A par dessa reconfiguração, eu também mudei. E muito. Perdi o élan para a ação virtual, bem como a disposição para os conflitos que frequentemente surgiam. Também percebi que não preciso ter opinião sobre tudo e, mesmo tendo, não preciso compartilhar todas. Nem me animo mais as afirmações contundentes, que me colocavam tão dono da verdade, o que ninguém é. Nesse ponto, acho que melhorei. Em meio a isso tudo, claro, houve os meus dramas familiares, que me roubaram quase toda a disposição. Com tudo isso, este blog entrou em estado terminal e, a despeito dos esforços, nunca mais saiu.

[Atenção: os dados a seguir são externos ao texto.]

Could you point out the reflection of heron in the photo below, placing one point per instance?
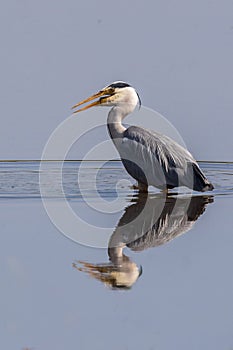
(163, 219)
(149, 157)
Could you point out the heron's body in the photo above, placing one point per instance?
(149, 157)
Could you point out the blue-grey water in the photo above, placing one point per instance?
(58, 294)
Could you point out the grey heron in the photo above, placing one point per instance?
(164, 219)
(148, 156)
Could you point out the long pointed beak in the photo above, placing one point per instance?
(96, 103)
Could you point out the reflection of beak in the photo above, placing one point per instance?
(96, 103)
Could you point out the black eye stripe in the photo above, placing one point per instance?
(119, 85)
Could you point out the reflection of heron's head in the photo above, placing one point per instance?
(115, 277)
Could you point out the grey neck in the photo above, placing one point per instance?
(114, 122)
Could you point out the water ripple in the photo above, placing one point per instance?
(20, 179)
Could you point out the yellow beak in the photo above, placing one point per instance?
(93, 97)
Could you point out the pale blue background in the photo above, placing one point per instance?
(178, 54)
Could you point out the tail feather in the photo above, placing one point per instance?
(200, 182)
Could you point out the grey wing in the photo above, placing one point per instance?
(155, 159)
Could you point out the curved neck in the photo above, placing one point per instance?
(114, 122)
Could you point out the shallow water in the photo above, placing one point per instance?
(57, 294)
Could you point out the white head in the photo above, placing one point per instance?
(118, 94)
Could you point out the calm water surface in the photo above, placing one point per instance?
(170, 287)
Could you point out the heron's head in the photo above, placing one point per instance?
(115, 94)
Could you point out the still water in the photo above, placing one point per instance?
(163, 281)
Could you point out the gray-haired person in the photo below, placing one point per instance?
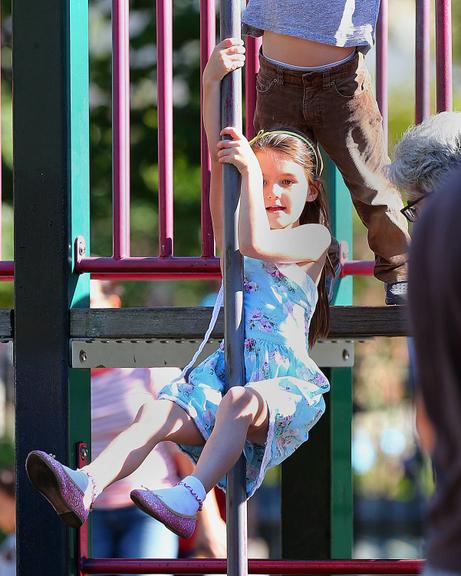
(435, 314)
(424, 156)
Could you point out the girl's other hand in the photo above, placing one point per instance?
(228, 55)
(236, 151)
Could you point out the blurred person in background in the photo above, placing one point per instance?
(120, 529)
(435, 314)
(7, 522)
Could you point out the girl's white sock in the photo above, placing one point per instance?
(78, 477)
(86, 484)
(180, 499)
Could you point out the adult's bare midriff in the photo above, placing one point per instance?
(301, 52)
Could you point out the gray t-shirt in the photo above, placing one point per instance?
(337, 22)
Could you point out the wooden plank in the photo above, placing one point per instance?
(192, 322)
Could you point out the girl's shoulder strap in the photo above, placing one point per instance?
(211, 325)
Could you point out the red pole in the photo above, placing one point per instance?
(121, 127)
(444, 56)
(165, 124)
(218, 566)
(207, 42)
(422, 43)
(253, 46)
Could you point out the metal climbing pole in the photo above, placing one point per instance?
(231, 115)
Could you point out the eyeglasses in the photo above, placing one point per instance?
(409, 211)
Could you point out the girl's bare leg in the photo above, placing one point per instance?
(242, 414)
(156, 421)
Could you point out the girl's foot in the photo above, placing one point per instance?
(70, 492)
(175, 507)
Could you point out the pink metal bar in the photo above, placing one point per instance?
(444, 56)
(165, 124)
(207, 42)
(251, 70)
(422, 44)
(6, 270)
(218, 566)
(155, 267)
(121, 127)
(382, 34)
(1, 186)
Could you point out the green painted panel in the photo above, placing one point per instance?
(78, 149)
(341, 509)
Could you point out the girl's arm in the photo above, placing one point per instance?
(227, 56)
(304, 243)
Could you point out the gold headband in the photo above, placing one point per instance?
(318, 168)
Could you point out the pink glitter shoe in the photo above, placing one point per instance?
(151, 504)
(49, 477)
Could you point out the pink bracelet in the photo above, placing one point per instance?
(194, 494)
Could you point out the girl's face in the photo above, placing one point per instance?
(286, 189)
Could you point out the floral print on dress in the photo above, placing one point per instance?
(277, 313)
(261, 321)
(249, 286)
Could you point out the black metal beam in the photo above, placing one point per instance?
(346, 322)
(42, 267)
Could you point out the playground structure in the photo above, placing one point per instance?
(51, 180)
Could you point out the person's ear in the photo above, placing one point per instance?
(314, 190)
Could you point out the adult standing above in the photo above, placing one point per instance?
(313, 78)
(435, 313)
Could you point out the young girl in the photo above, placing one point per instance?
(284, 237)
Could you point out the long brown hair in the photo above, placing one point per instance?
(315, 212)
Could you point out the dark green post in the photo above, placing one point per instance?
(51, 187)
(317, 479)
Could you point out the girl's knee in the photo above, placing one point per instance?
(151, 411)
(240, 401)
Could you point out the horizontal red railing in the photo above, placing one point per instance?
(218, 566)
(121, 264)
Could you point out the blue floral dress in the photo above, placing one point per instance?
(279, 301)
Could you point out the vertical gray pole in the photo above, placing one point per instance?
(231, 115)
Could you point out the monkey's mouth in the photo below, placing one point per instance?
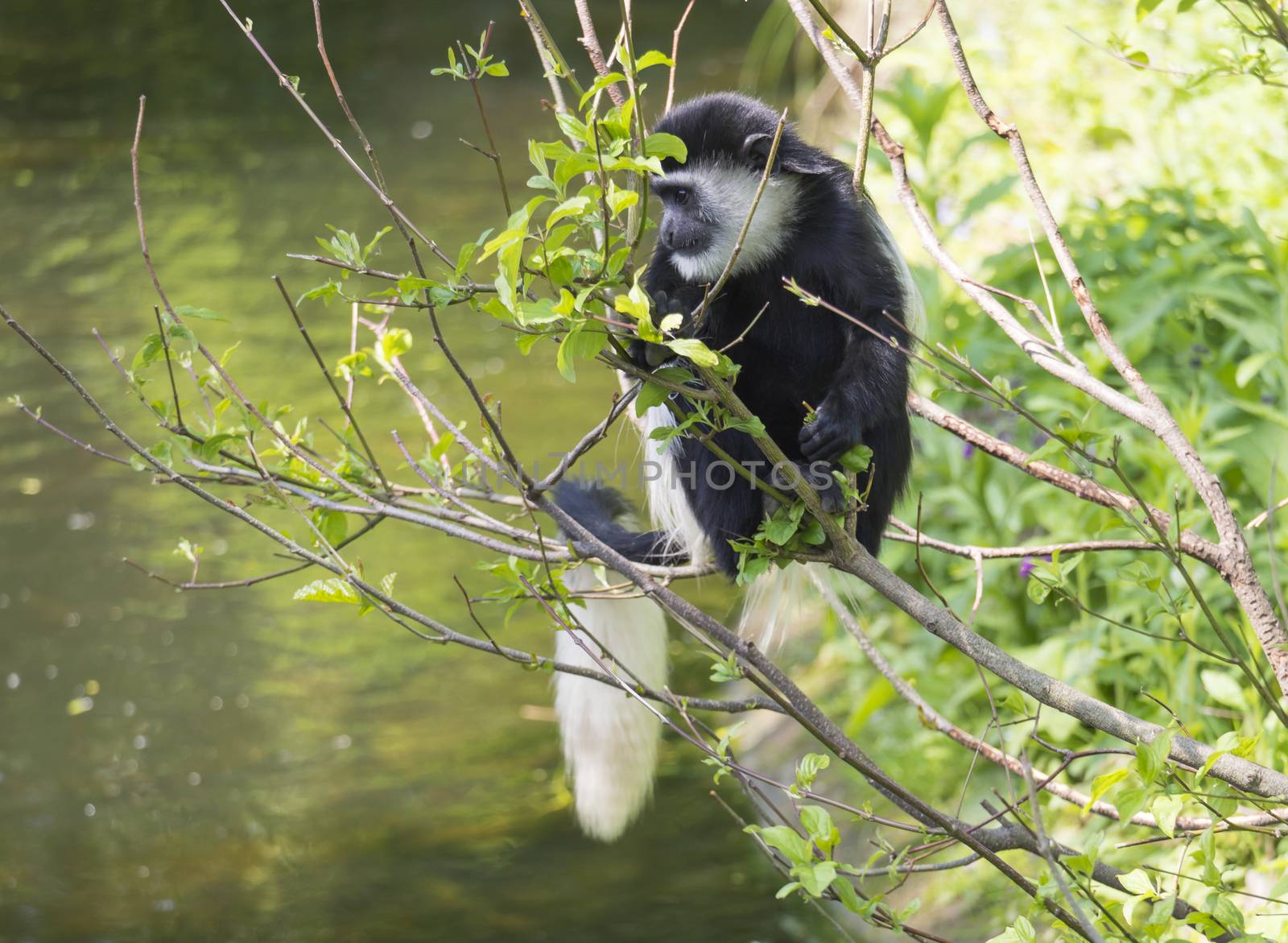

Volta e meia, sinto vontade de mantê-lo vivo. Afinal, há umas postagens bem interessantes nele; algumas até engraçadas. Acima de tudo, ele poderia ser requalificado como um blog de interesse para estudiosos das ciências criminais. Por isso ele vai ficando. Uma hora, eu acerto a mão. E de vez em quando alguém passa por aqui e me lê. Às vezes de muito longe. Isso é realmente legal.

O blog é um arquivo de quase 11 anos de uma vida. Isso pode não significar nada para quase ninguém, mas significa para mim. Acredito que justifique sua permanência. Mesmo com esta sensação de escrever para mim mesmo. Mas vai que alguém aparece por aqui? Que seja bem vindo, então. Receba meu abraço.